I guess GDALCopyWords() is a well-known hotspot, so that has its own microbenchmark. Beyond these known hotspots, is there any documentation on how to profile GDAL?

rouault commented 1 week ago

Beyond these known hotspots, is there any documentation on how to profile GDAL?
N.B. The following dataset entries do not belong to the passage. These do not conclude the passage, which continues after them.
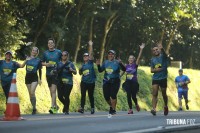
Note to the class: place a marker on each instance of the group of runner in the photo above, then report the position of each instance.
(60, 71)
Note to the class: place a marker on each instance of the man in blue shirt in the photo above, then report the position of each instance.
(182, 82)
(50, 59)
(88, 79)
(111, 81)
(7, 68)
(159, 79)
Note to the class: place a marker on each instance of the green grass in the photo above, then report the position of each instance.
(144, 95)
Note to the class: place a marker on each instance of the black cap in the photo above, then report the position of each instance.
(111, 51)
(86, 54)
(180, 70)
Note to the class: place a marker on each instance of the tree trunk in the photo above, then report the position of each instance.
(107, 28)
(64, 22)
(91, 29)
(191, 57)
(171, 39)
(43, 25)
(78, 43)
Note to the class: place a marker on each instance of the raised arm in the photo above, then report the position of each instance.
(140, 53)
(91, 50)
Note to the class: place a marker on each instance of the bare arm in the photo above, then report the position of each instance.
(140, 53)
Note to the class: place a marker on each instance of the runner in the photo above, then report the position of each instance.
(111, 81)
(182, 82)
(8, 67)
(33, 65)
(50, 58)
(131, 84)
(65, 70)
(88, 79)
(159, 69)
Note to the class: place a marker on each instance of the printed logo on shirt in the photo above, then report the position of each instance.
(129, 76)
(85, 72)
(29, 68)
(109, 70)
(158, 66)
(7, 71)
(65, 80)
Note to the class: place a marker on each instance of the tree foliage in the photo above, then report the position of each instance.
(121, 25)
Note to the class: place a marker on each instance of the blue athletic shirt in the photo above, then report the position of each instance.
(180, 79)
(159, 62)
(111, 68)
(66, 75)
(131, 72)
(52, 57)
(7, 70)
(88, 73)
(33, 65)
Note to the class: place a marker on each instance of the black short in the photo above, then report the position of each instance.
(31, 77)
(51, 79)
(110, 89)
(162, 83)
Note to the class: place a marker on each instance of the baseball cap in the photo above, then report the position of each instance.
(8, 52)
(86, 54)
(180, 70)
(111, 51)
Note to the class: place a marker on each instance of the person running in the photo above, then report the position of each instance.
(33, 65)
(111, 81)
(182, 82)
(65, 70)
(159, 69)
(8, 68)
(88, 79)
(50, 58)
(131, 84)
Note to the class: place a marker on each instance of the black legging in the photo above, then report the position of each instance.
(64, 91)
(6, 90)
(132, 90)
(90, 88)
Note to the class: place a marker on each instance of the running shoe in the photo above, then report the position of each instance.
(92, 111)
(153, 112)
(130, 111)
(138, 108)
(81, 110)
(51, 110)
(64, 109)
(67, 113)
(180, 109)
(112, 111)
(187, 107)
(166, 110)
(34, 111)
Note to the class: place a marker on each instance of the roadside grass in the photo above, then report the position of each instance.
(144, 95)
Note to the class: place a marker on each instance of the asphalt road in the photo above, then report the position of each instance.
(100, 123)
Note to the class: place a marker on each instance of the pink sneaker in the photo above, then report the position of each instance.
(166, 110)
(130, 111)
(138, 108)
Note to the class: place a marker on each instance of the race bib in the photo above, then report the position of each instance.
(52, 63)
(158, 65)
(129, 76)
(85, 72)
(109, 70)
(7, 71)
(29, 68)
(64, 80)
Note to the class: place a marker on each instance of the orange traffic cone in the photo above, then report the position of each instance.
(12, 112)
nothing specific. The usual tools you would use to profile any C/C++ software: gprof, sysprof, valgrind --tool=cachegrind, Intel VTune (proprietary), etc. My favorite one is more modest: find a processing that is at least one minute long, run it under gdb, and regularly interrupt with ctrl+c and display the stack trace. Quite efficient at exhibiting hot spots.